There’s definitely a formula; I can always spot the cooler-than-thou destination, and the desperate filler entry
Another typical but risky move is selecting a place because of one big-ticket opening editors hope will materialise the following year. Take Egypt, or specifically Cairo, which has made these lists several years running due to the “imminent opening” of its Grand Egyptian Museum. The earliest write-ups I can find were for where to go in 2022 (written up in late 2021). As we move into 2024, the museum has just started doing limited test tours, with an official opening date still to be announced.
Less comical are the sustainability concerns. This year, Lonely Planet lists 10 sustainable choices, some as broad as “Spain” and some as narrow as “South Africa’s ecolodges”. Greenland is included, despite concerns about the strain of tourism on its infrastructure. Spain is rightly praised for conscious improvements to its rail travel options and highlighting less well-known destinations, such as Valencia. But locals in Barcelona, with its 2.7 million cruise passengers per year and rising tourist tax, may be less than delighted to see their country listed.
“Firstly, to say an entire country is ‘sustainable’ is inaccurate and disingenuous,” says Julie Cheetham, managing director of travel sustainability platform Weeva. She’s working to rid the travel industry of greenwashing and casual green labels, digging into the science behind the S-word. “For every destination, there are specifics involved, from water resources being misused by hotels to cruise ships bringing in too many tourists.” Rather than just accepting that a destination is sustainable at first glance, she is urging travellers to use online data to fact-check the situation on the ground.
“Where are residents up in arms about tourism, for example?” Cheetham asks, referencing Hawaii in the wake of the fires in Maui, and Amsterdam’s response to rowdy nightlife. Regarding South Africa’s ecolodges, she says: “South Africa has a coal-fired grid, so it very much depends on which lodge. Do they have access to renewable energy? If they have electric vehicles, are they plugging them into that grid? If an eco-lodge is running on a carbon-intensive grid, it’s a bit of a misnomer.”
New sustainable openings being used as a reason to visit is also a complex matter. “There’s a trend, in Africa but also across Southeast Asia, of new properties popping up constantly and being labelled as ‘eco’,” says Cheetham. “We have to be scrupulous and, say, when are there enough beds in a destination? If there’s enough supply, can we refurbish and renew?”

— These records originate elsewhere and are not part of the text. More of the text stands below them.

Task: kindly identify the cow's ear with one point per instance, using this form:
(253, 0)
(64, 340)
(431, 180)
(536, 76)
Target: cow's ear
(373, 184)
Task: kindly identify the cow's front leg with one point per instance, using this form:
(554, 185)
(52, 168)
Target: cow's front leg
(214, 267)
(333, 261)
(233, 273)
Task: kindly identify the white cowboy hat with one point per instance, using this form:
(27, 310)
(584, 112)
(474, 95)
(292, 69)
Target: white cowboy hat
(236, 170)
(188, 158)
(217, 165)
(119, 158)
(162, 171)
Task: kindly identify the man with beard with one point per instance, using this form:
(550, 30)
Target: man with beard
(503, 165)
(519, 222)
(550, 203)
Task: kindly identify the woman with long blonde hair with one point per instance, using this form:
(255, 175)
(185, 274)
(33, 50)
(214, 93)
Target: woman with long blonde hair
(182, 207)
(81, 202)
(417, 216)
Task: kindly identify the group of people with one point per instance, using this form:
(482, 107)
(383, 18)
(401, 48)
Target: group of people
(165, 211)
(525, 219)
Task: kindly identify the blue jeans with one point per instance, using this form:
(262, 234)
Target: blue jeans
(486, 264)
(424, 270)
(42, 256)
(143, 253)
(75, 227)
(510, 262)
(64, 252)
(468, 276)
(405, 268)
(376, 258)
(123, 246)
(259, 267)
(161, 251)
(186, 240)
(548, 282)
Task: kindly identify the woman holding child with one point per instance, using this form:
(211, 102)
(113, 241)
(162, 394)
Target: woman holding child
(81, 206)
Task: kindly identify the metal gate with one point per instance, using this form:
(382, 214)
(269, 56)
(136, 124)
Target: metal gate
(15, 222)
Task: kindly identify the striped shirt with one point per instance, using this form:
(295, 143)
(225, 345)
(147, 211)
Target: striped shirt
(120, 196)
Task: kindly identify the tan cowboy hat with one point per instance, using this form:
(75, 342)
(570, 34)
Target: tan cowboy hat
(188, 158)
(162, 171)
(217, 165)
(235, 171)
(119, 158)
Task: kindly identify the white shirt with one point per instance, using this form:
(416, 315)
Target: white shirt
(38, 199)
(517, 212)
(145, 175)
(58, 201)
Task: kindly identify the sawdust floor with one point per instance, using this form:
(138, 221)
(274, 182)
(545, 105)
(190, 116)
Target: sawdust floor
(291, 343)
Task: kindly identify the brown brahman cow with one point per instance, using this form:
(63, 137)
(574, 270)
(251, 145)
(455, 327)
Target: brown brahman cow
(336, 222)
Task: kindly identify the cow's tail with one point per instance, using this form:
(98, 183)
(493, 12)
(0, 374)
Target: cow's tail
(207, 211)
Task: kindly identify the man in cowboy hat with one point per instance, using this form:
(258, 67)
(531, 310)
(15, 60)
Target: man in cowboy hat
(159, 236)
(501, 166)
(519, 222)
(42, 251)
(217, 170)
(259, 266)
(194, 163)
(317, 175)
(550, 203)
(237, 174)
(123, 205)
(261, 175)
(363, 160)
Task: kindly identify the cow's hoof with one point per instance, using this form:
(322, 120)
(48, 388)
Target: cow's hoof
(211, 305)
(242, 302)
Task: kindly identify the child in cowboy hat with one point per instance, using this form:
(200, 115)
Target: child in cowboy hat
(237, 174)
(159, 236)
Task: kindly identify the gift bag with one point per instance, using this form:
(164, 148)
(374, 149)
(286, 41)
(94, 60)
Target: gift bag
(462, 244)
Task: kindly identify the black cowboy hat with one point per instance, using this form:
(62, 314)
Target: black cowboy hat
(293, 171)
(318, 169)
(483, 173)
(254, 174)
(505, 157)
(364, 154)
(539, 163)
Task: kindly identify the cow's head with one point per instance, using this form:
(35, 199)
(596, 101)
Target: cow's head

She wants more transparent data and sustainability research tools for the consumer, so we can decide for ourselves. “We know tourism is the biggest funder of biodiversity conservation and cultural conservation globally, so we don’t want people to stop travelling. But the publishers of these lists have a responsibility to give some sensible caveats: should we go out of season? Where should we stay? Is there an over-touristed area we should avoid?”
To say an entire country is ‘sustainable’ is inaccurate and disingenuous
Julie Cheetham, Weeva
One thing worth doing, Cheetham tells me, is looking at places which have suffered a negative event in recent years (Morocco’s earthquake, Sri Lanka’s political crisis) and consciously make an effort to visit and spend money there. These rarely make the top destinations lists, yet you could make a substantial difference with one visit.
We agree that there’s room for a list that looks closer – spotlighting individual properties or regional success stories where locals have made a huge effort to turn things around, or created a tourism scene that benefits the community. But, for now, these lists aren’t cutting it. For 2024, I’m making my own.